Monday, February 18, 2013

[update] Grand Rounds

Today I sat in a Grand Round presentation for the first time. In the Grand Rounds, a few interesting cases are presented for doctors and medical students to listen about.

At my clinical school today, the topic was Paroxysmal Nocturnal Hemoglobulinuria; a rare disease. Cases were presented with a benefit with treatment of eculizumab, an inhibitor of C5; subsequent to which quality of life was improved and there was often no need for subsequent blood transfusions. Data from studies was also presented which showed a reduction in mortality with eculizumab treatment. However, the cost was not cheap; I think it was about $300000 per year for each patient. That raises a question about how much society is prepared to pay; there is a clear benefit to the patient, but money is limited.
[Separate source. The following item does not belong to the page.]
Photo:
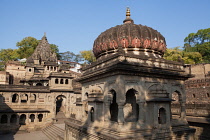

The other thing I noticed at the Grand Round was all the pagers and mobile phones of doctors going off. Although I've been to the wards, I've only had two weeks at the clinical school so far so I haven't been attached to a team (that will come later). As such, although I've interviewed a few patients, I haven't really observed any consultants, HMOs or interns in action. All those pagers and mobile phones going off during the Grand Round just reinforces how busy they are!

Saturday, February 9, 2013

[update] First clinical week completed.

Yesterday I finished my first week of clinical school. My clinical school decided to give us a relatively light first week. We only started at 8.30 on two days and only finished later than 3 pm once. We will definitely get longer hours in future weeks.

This week, our clinical groups were assigned to look at different parts of the hospital and report back. Our group looked at the kitchen. Our hospital is not small and also supplies food for other places, so the kitchen has an efficient production line process, where people at different parts of the process have different jobs; while still rotating the meals from day to day. Very impressive!

Another thing I have to do this year is get used to receiving online lectures, although the vast majority will still be in person; especially at the clinical school I go to. We didn't have any last year, and it took me a while to find them on the new IT system they have for medicine, but I've managed to find them now.